Tell me, can you use it like you would flour in say a mushroom or sausage gravy like you would flour?
It works more like cornstarch but is a lot more powerful. What I generally do is first make a thickener base. To do this, whisk a teaspoon or two into about a cup of liquid off the stove (cold is better, but hot works ok, too), and let it set for 5 minutes until it thickens. Then you whisk this mixture as needed into whatever you're cooking. You'll get much more control this way, and a smoother end result.
A couple of tips I've found through trial and error:
- Mix it quickly and mix it well. It isn't as forgiving as cornstarch, so you won't get a second opportunity if it's lumpy. I usually just use an immersion blender because it's easy.

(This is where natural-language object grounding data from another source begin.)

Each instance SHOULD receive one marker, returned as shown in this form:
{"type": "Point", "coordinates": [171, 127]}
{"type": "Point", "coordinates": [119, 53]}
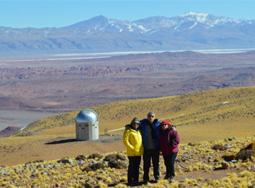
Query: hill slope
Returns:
{"type": "Point", "coordinates": [194, 108]}
{"type": "Point", "coordinates": [197, 165]}
{"type": "Point", "coordinates": [208, 115]}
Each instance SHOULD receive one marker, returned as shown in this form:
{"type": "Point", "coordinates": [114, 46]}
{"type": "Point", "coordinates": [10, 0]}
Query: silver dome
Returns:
{"type": "Point", "coordinates": [87, 116]}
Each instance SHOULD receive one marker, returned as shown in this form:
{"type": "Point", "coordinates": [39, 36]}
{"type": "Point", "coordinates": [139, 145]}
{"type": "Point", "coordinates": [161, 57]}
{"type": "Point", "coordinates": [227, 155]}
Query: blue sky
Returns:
{"type": "Point", "coordinates": [50, 13]}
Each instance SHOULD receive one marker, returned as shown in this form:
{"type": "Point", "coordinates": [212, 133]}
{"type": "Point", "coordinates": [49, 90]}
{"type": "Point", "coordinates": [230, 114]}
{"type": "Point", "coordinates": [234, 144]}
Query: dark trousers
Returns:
{"type": "Point", "coordinates": [169, 163]}
{"type": "Point", "coordinates": [148, 156]}
{"type": "Point", "coordinates": [133, 169]}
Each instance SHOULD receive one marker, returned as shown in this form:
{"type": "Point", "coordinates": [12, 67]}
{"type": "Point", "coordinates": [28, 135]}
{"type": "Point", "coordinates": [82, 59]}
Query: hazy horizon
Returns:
{"type": "Point", "coordinates": [56, 13]}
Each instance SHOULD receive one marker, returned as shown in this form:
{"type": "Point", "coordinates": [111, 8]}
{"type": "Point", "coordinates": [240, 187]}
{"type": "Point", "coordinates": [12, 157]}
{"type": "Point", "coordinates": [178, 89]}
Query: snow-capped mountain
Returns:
{"type": "Point", "coordinates": [185, 32]}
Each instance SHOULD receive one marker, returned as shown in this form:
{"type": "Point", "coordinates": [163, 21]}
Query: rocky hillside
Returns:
{"type": "Point", "coordinates": [223, 163]}
{"type": "Point", "coordinates": [197, 108]}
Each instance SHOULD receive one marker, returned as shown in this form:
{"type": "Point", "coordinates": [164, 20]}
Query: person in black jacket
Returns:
{"type": "Point", "coordinates": [150, 128]}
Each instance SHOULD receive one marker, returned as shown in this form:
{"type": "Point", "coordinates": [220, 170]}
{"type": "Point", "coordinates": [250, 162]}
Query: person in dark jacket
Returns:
{"type": "Point", "coordinates": [169, 140]}
{"type": "Point", "coordinates": [150, 128]}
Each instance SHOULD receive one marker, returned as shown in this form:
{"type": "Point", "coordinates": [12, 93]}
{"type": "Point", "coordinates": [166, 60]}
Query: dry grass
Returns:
{"type": "Point", "coordinates": [208, 115]}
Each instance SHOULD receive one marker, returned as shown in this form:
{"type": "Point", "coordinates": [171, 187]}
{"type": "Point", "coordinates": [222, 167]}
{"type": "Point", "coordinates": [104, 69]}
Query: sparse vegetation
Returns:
{"type": "Point", "coordinates": [196, 166]}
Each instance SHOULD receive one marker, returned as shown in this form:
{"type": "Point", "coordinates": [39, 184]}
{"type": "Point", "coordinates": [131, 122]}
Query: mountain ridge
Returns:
{"type": "Point", "coordinates": [101, 34]}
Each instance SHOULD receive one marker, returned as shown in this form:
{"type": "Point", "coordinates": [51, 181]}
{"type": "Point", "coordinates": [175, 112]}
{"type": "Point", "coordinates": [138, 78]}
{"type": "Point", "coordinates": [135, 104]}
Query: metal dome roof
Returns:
{"type": "Point", "coordinates": [87, 116]}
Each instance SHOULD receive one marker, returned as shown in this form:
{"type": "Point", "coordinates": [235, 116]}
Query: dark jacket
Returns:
{"type": "Point", "coordinates": [155, 127]}
{"type": "Point", "coordinates": [169, 140]}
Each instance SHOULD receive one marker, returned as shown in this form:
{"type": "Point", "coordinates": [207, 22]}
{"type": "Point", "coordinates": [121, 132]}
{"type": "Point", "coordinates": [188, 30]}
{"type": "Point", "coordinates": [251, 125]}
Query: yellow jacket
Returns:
{"type": "Point", "coordinates": [132, 139]}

- A little goes a long way. To thicken a cup of liquid, start with a teaspoon of konjac. For something like cream soups, I've used maybe a tablespoon for 4 quarts. This is why I prefer to make a base first. I can make the base as thick as I want, and then just add it a little at a time to my soup or sauce to get the desired viscosity.
- You can use flavored liquids, such as stock, or even white wine, to make your thickener base.
- Once you start making the thickener, don't get distracted. I learned this lesson the hard way. I walked away for a minute to stir something on the stove and when I turned back around it had already started to gel up.
I haven't tried it specifically for sausage gravy (what a great idea) but I'm sure it would work. I thickened my oyster stew with it this year.